I was in for 34 years so I had a LOT of home duty stations, lol...  I was in the Active Army for just over 10 years and the Reserves for the remaining 24... While in the Active Army I was mostly in Communications - both tactical and strategic (Tactical is usually radios, teletype and other voice comms, while strategic is mostly data and Satellite comm)... In the Army the Signal Corps is probably the most technical of the branches (Others may disagree) and generally responsible for all forms of communications, computer systems and most electronics. I was also in Ordnance (meaning "weapons systems") and assigned to a Pershing Missile Unit as electronic maintenance. In my 10 years active I served full tours in Italy, Japan (just outside Tokyo), Germany, White Sands Missile Range New Mexico and Fort Hood Texas. In the Reserves I went on a few "Humanitarian missions" (Earthquake relief, etc) I was sent to Jordan, Kuwait, Iraq, Guatemala and East Timor - and that's all as a "Part time soldier" lol...

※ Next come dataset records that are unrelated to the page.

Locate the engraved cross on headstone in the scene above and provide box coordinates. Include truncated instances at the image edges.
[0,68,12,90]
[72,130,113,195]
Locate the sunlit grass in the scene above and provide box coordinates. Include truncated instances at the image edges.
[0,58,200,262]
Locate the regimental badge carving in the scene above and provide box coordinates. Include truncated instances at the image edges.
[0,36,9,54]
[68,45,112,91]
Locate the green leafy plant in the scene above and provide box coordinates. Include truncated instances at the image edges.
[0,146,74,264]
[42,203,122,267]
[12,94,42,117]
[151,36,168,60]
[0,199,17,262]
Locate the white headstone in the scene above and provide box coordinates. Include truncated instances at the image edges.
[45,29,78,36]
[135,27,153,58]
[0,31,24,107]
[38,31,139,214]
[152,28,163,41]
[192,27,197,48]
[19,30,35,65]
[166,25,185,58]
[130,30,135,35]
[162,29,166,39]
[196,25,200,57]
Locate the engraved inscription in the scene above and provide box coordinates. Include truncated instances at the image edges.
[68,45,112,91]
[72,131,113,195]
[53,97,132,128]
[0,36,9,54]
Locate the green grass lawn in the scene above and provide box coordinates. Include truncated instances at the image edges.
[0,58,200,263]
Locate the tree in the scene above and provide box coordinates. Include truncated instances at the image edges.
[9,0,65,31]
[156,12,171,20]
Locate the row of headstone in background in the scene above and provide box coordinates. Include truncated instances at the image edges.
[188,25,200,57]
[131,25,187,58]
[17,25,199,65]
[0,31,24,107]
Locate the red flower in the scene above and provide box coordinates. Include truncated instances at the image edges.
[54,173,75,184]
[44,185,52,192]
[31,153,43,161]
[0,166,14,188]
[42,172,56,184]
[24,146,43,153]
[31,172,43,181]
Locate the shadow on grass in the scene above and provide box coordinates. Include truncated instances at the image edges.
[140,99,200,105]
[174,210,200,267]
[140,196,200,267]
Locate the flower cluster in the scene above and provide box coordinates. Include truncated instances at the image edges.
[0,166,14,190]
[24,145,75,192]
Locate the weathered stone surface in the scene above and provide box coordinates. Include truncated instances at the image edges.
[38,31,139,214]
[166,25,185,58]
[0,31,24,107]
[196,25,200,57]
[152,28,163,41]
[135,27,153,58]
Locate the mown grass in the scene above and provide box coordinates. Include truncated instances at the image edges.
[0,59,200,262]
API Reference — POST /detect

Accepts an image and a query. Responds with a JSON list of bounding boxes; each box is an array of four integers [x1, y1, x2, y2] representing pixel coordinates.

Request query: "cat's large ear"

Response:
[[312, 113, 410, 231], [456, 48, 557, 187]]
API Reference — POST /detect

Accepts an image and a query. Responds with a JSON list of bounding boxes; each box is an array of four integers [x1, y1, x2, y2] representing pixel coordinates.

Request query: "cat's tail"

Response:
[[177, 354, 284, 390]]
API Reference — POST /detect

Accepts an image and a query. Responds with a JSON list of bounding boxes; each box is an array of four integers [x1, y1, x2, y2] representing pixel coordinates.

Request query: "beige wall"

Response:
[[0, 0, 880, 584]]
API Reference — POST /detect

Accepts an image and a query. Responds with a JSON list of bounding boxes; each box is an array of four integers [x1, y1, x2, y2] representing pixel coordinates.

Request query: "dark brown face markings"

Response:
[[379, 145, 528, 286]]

In the Reserves I was Infantry (mostly as a Drill Sgt) and back in Communications. I was in Commo when I was assigned to an Engineer Brigade and deployed to Iraq. And you are right Engineers (and other "Support" personnel came under some heavy fire while there.

I loved the Signal Corps because you could be assigned anywhere in the world - to any type of unit - you have to be really "flexible"..

 

And what desertrat56 says about time of training is true... The shortest MOS (or job) producing school I ever went to was 3 weeks and the longest was two 42 week courses, one in Russian language and the other in Pershing Missile systems.

My friend we have a lot in common, I joined the Army Reserve in 1977, as a 68B which was a Depot Level Aircraft Engine Mechanic. The AIT for that was almost 5 months long, and I was assigned to the largest Reserve Helicopter Unit which was the 219th Transportation Battalion at Scott Air Force base. I had a 6 year commitment with the Army Reserve, however, I it was a little to relaxed for me, so I talked with my Commander and he allowed me to switch over to Active Duty which I did in early 1979. When I changed to Active duty there was no need for my Military Skill set, so I had to be retrained in another MOS. So I decided to take EOD as a skill Identifier, I could have taken anything at the time because my GT Score was 132, but I have always been a bit of a adrenaline junky and EOD seemed like the right choice at the time. I stayed in that MOS until 1982 when I was coming up for reinvestment. When reviewing my options I found an MOS in the US Army Chemical Corp's  that was offering a $35,000 dollar enlistment bonus and was also a BNOC R-course so after initial training I would also be awarded BNOC which was a plus and was all due to my GT Score.   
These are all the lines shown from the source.